Atmosphere of cuts: Scientists at the CSIRO laboratories in Aspendale conduct research on climate change.

A COMMITMENT to climate science by incoming Industry, Innovation and Science Minister Greg Hunt has failed to ease union fears about jobs and research cuts at the CSIRO including climate change modelling reductions at laboratories in Aspendale.

Mr Hunt’s pledge last week to order the Commonwealth Scientific and Industrial Research Organisation to “renew its focus” on climate science – months after a global outcry from scientists when the Australian science body’s CEO Larry Marshall announced a move away from climate change research to concentrate make climate science “a bedrock function” – was seen as a backflip on previous Abbott government priorities.

Mr Hunt announced 15 more climate science jobs at the CSIRO and an extra $3.7 million in funding per year.

CSIRO Staff Association secretary Sam Popovski says the Turnbull government “needs to do far more to maintain and rebuild CSIRO’s climate science capability”.

“The Turnbull government stood by for months claiming its hands were tied as CSIRO’s research capacity and international reputation suffered,” Mr Popovski said in a statement.

“Massive community concern on this issue has forced the government to act but this is merely a band-aid solution to a major problem.

Some CSIRO staff based at Aspendale Gardens handed out flyers to Isaacs residents as part of a Community and Public Sector Union campaign urging voters to “put the Liberals last” before the 2 July federal election (‘Scientists target election’, The News 8/6/16).

“You don’t need to be a scientist to realise that employing 15 climate researchers when you’re in the process of sacking more than 50 doesn’t add up.

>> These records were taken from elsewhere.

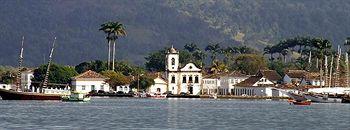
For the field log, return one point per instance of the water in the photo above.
(132, 113)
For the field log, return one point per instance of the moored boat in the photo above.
(15, 95)
(321, 98)
(76, 97)
(158, 96)
(307, 102)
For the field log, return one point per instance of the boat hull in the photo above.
(319, 99)
(13, 95)
(302, 103)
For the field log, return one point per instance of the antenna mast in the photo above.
(20, 61)
(48, 66)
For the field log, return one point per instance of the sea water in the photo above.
(138, 113)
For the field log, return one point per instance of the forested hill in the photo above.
(152, 25)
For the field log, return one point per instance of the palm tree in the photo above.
(191, 47)
(214, 49)
(118, 30)
(269, 50)
(107, 29)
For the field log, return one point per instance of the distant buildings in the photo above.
(262, 84)
(89, 81)
(182, 79)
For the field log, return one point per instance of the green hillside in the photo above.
(152, 25)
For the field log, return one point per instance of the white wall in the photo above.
(99, 85)
(123, 88)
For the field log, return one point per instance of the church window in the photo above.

It’s not going to restore CSIRO’s research capacity or repair Australia’s global reputation,” Mr Popovski said.

“If Minister Hunt’s intentions to design a new CSIRO strategy are genuine and sincere, he should direct the organisation to halt all current job cuts.”

Federal Isaacs Labor MP Mark Dreyfus called on the federal Coalition government to reconsider $115 million in CSIRO budget cuts over four years implemented by former treasurer Joe Hockey in his 2014 budget.

“While it is pleasing to see Greg Hunt pare back some of the government’s cuts to climate science, the funding that is proposed to be restored is but a fraction of the funding cut,” Mr Dreyfus said.

“If the Turnbull government wants to show that it is truly a supporter of science, it should restore all of the funding that it stripped from the CSIRO and guarantee that the CSIRO research centre in Aspendale will not be closed under its watch.”

A spokesman for Mr Hunt, John O’Doherty, said “the government’s support for the CSIRO is significant”.

“We are committed to growing this funding. We are providing $1.35 billion to the CSIRO this year and this will increase to $1.46 billion by 2019-20.

“CSIRO staffing levels are on track to increase from 5078 in 2016-17 to 5335 by 2019-20.

“In addition to this investment, the CSIRO has committed to continuing climate science at Aspendale, with a commitment to operate the site to at least 2023 on a fully-funded basis.

“The government has made it clear that climate science is a priority.”

Mr Popovski says the union will write to CSIRO chief executive Larry Marshall to demand planned redundancies are halted.

“We stand ready to seek an urgent injunction in the Fair Work Commission if CSIRO management fails to do so.”